Fairy Castle it Ain't- (but it's the only one in Chicago)

Who wouldn’t want to live in a castle?

Living in a castle means you’ve made it.  Made it big.  You’re up on the hill; you’ve got the moat; you collect taxes from the peasants below; you have your choice of wenches –and your word goes!  It’s the Chicago way.  Ask any Chicago mayor/king.

It’s good to be king or queen or mayor, and a castle proves it.  Just ask Potter Palmer, he of the Palmer House Palmer’s. He was sire of the last private castle in Chicago, which was no match for the wrecking ball  and sometimes questionable Chicago land deals.  Palmer’s castle came tumbling down in the 1950’s.

A castle sounds like a house fit for a mayor of Chicago.  Mayor Rahm might want to think about renting his diggs out again and moving into something that more defines his style.  Maybe he can convince the current occupants of the Beverly Castle to move on.  Maybe.

The Beverly Unitarian Church calls the castle home, so the question will be, does Rahm have to wait for God to vacate?  Even Mayor Rahm has to wait for God, right?  Right!?

How about for the ghosts that walk it’s floors and hide close to its stone walls?  Can Mayor Rahm ghost bust?

Seems some crazy-thinking Irishman, Robert Givens, built the caste  in 1886,  with the idea that it would resemble the ancient castles of his native land. Then he was going to carry his bride-to-be across the moat and live happily ever after.  But the legend is that she died before the big day. So much for the best laid plans of would-be local kings.

Givens eventually decided to be king elsewhere and sold the castle to various other individuals and organizations, including a “girl’s college”.

This is where the ghost busting might get confusing.  Nobody is sure if it is the future-but dead Mrs. Givens that is doing the haunting or one of the girls from the college that died of some type of fever, in the 1930’s.  Girls were always dying of some type of “fever” in the 1930’s.

So, if Mayor Rahm is to be ghost-free (with the exception of political ghosts, that is) in his proposed new castle, whose he gonna call?  Yes,  Bill Murray!  Even though Mayor Rahm might know a thing or two about “sliming”, Bill Murray has a slight edge in timing and sliming. What Bill Murry can do about God is open to debate.  God won’t be busted out of no castle, no way.
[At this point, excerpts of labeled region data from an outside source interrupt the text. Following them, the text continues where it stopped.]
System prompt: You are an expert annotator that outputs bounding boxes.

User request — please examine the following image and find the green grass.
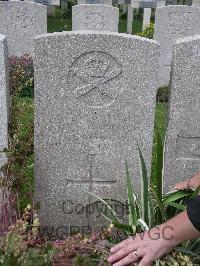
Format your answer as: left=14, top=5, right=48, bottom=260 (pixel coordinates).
left=47, top=7, right=142, bottom=33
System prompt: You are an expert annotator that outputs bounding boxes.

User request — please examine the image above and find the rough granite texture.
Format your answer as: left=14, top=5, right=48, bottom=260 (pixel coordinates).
left=72, top=5, right=119, bottom=32
left=34, top=31, right=159, bottom=231
left=165, top=36, right=200, bottom=191
left=0, top=1, right=47, bottom=56
left=78, top=0, right=112, bottom=6
left=0, top=35, right=9, bottom=167
left=192, top=0, right=200, bottom=7
left=154, top=6, right=200, bottom=86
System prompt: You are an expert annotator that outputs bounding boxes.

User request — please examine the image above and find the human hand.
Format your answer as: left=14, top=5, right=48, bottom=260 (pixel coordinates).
left=108, top=226, right=176, bottom=266
left=172, top=173, right=200, bottom=190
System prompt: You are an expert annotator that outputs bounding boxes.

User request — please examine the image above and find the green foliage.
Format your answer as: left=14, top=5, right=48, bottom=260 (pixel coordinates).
left=9, top=55, right=34, bottom=98
left=2, top=56, right=34, bottom=210
left=156, top=86, right=170, bottom=103
left=137, top=23, right=154, bottom=39
left=0, top=210, right=56, bottom=266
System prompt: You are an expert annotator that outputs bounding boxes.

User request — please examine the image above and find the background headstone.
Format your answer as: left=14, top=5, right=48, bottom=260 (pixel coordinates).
left=0, top=35, right=9, bottom=168
left=72, top=5, right=119, bottom=32
left=192, top=0, right=200, bottom=7
left=0, top=1, right=47, bottom=56
left=164, top=36, right=200, bottom=188
left=142, top=8, right=151, bottom=30
left=131, top=0, right=165, bottom=30
left=127, top=5, right=133, bottom=34
left=154, top=6, right=200, bottom=86
left=34, top=31, right=159, bottom=232
left=77, top=0, right=112, bottom=6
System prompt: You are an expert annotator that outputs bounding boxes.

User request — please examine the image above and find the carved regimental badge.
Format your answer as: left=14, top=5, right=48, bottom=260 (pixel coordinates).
left=68, top=52, right=123, bottom=107
left=168, top=12, right=192, bottom=35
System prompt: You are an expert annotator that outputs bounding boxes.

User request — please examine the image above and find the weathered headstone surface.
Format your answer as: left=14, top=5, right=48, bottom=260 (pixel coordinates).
left=0, top=35, right=9, bottom=168
left=0, top=1, right=47, bottom=56
left=77, top=0, right=112, bottom=6
left=34, top=31, right=159, bottom=233
left=192, top=0, right=200, bottom=7
left=142, top=8, right=151, bottom=30
left=72, top=5, right=119, bottom=32
left=127, top=5, right=133, bottom=34
left=165, top=36, right=200, bottom=188
left=154, top=6, right=200, bottom=86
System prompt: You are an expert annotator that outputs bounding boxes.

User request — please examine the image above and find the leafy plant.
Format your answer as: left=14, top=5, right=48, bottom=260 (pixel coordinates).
left=90, top=133, right=200, bottom=265
left=0, top=206, right=56, bottom=266
left=137, top=23, right=154, bottom=39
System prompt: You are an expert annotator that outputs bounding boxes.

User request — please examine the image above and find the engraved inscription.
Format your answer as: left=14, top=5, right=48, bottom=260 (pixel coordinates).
left=168, top=12, right=192, bottom=35
left=192, top=44, right=200, bottom=62
left=85, top=12, right=105, bottom=31
left=68, top=52, right=122, bottom=107
left=177, top=136, right=200, bottom=159
left=11, top=7, right=34, bottom=29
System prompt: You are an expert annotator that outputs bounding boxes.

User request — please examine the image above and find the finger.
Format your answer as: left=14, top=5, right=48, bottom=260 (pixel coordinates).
left=113, top=249, right=143, bottom=266
left=108, top=243, right=137, bottom=263
left=110, top=237, right=133, bottom=253
left=138, top=256, right=152, bottom=266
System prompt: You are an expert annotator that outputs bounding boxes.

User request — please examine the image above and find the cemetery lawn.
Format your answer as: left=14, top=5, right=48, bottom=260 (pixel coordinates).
left=47, top=7, right=142, bottom=33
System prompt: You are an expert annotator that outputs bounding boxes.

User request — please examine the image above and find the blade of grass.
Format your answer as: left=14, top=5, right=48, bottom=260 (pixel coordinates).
left=137, top=145, right=149, bottom=225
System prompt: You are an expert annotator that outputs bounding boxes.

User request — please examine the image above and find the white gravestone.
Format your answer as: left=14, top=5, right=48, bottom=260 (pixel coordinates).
left=164, top=36, right=200, bottom=188
left=142, top=8, right=151, bottom=30
left=72, top=5, right=119, bottom=32
left=77, top=0, right=112, bottom=6
left=131, top=0, right=165, bottom=30
left=0, top=35, right=9, bottom=168
left=34, top=31, right=159, bottom=233
left=0, top=1, right=47, bottom=56
left=127, top=5, right=133, bottom=34
left=154, top=6, right=200, bottom=86
left=192, top=0, right=200, bottom=7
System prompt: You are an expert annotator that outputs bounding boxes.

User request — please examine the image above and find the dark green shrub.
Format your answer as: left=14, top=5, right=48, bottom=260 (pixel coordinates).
left=9, top=55, right=34, bottom=98
left=156, top=86, right=170, bottom=103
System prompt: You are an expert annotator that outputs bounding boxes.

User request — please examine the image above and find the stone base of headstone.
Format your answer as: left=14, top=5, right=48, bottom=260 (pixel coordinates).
left=72, top=5, right=119, bottom=32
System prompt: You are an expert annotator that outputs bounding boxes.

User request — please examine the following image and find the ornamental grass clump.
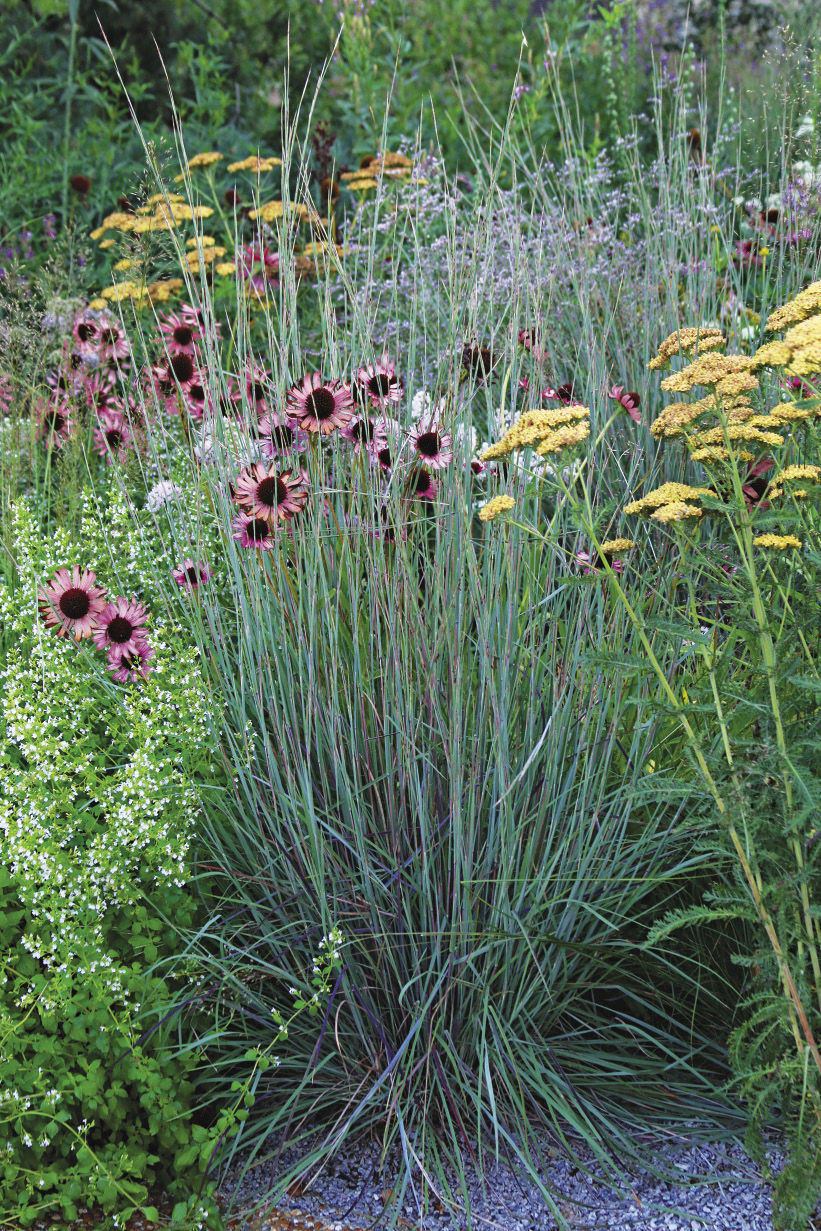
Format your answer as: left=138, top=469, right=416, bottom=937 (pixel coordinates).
left=92, top=98, right=763, bottom=1224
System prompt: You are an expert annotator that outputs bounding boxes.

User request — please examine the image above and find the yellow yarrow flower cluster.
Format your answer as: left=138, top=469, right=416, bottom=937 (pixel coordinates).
left=479, top=496, right=516, bottom=522
left=715, top=372, right=758, bottom=398
left=650, top=500, right=704, bottom=526
left=775, top=465, right=821, bottom=483
left=691, top=444, right=755, bottom=464
left=340, top=151, right=414, bottom=192
left=695, top=416, right=784, bottom=446
left=766, top=282, right=821, bottom=332
left=249, top=201, right=321, bottom=223
left=481, top=406, right=590, bottom=462
left=624, top=483, right=715, bottom=513
left=228, top=154, right=282, bottom=175
left=647, top=325, right=726, bottom=371
left=661, top=355, right=757, bottom=393
left=535, top=422, right=590, bottom=458
left=753, top=534, right=804, bottom=551
left=750, top=342, right=793, bottom=372
left=598, top=539, right=635, bottom=555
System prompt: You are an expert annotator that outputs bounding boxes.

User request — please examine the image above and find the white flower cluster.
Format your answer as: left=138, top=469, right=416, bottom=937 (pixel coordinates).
left=0, top=499, right=210, bottom=1009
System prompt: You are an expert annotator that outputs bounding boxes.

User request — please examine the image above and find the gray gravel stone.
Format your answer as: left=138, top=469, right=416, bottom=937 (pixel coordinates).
left=215, top=1137, right=821, bottom=1231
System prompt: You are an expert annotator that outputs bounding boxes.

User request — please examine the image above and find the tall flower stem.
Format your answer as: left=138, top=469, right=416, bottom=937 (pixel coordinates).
left=60, top=0, right=80, bottom=227
left=543, top=474, right=821, bottom=1078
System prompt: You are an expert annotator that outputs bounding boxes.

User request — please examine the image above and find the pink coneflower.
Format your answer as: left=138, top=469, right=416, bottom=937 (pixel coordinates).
left=607, top=385, right=641, bottom=423
left=37, top=564, right=106, bottom=641
left=171, top=559, right=210, bottom=590
left=288, top=372, right=353, bottom=436
left=234, top=462, right=308, bottom=522
left=542, top=380, right=576, bottom=406
left=340, top=415, right=388, bottom=457
left=231, top=513, right=282, bottom=551
left=160, top=313, right=202, bottom=357
left=97, top=315, right=130, bottom=363
left=257, top=410, right=310, bottom=459
left=46, top=350, right=87, bottom=394
left=146, top=355, right=196, bottom=415
left=92, top=410, right=133, bottom=465
left=94, top=595, right=148, bottom=659
left=410, top=419, right=453, bottom=470
left=405, top=467, right=436, bottom=500
left=71, top=311, right=100, bottom=355
left=106, top=641, right=154, bottom=684
left=354, top=351, right=405, bottom=406
left=34, top=396, right=76, bottom=449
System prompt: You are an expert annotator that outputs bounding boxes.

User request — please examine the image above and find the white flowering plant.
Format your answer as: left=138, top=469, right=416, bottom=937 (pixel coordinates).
left=0, top=506, right=225, bottom=1225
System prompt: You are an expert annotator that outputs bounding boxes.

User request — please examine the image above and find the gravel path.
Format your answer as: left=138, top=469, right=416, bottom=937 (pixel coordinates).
left=214, top=1140, right=821, bottom=1231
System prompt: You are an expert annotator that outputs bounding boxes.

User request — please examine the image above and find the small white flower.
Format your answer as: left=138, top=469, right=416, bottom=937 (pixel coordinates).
left=145, top=479, right=182, bottom=513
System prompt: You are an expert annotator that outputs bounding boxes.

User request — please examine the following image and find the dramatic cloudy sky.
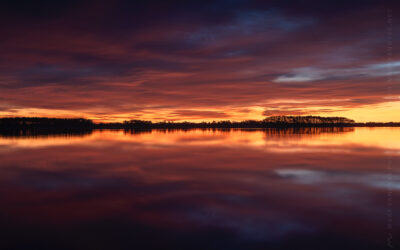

It is a shame to have a castle in Chicago, the only one, and not have Chicago’s supreme being of earthly power enthroned  in it, as opposed to “only”  the representative of Supreme Power.

Maybe if Chicago were to come under attack by Wisconsin or Indiana,  Mayor Rahm could take up dual residence with God.  It would be like the old Braveheart days — for God and Mayor and King and City.  Amen!

This would be a crisis that Mayor Rahm would not waste, and it would be a rare opportunity to have Chicago’s mayor in the type of residence befitting his rule.

It might be kind of fun to watch some of the alderman being tossed over the stone walls and slithering around in the moat with the crocodiles, which is fitting housing for both.   Hopefully the crocs wouldn’t be scared off.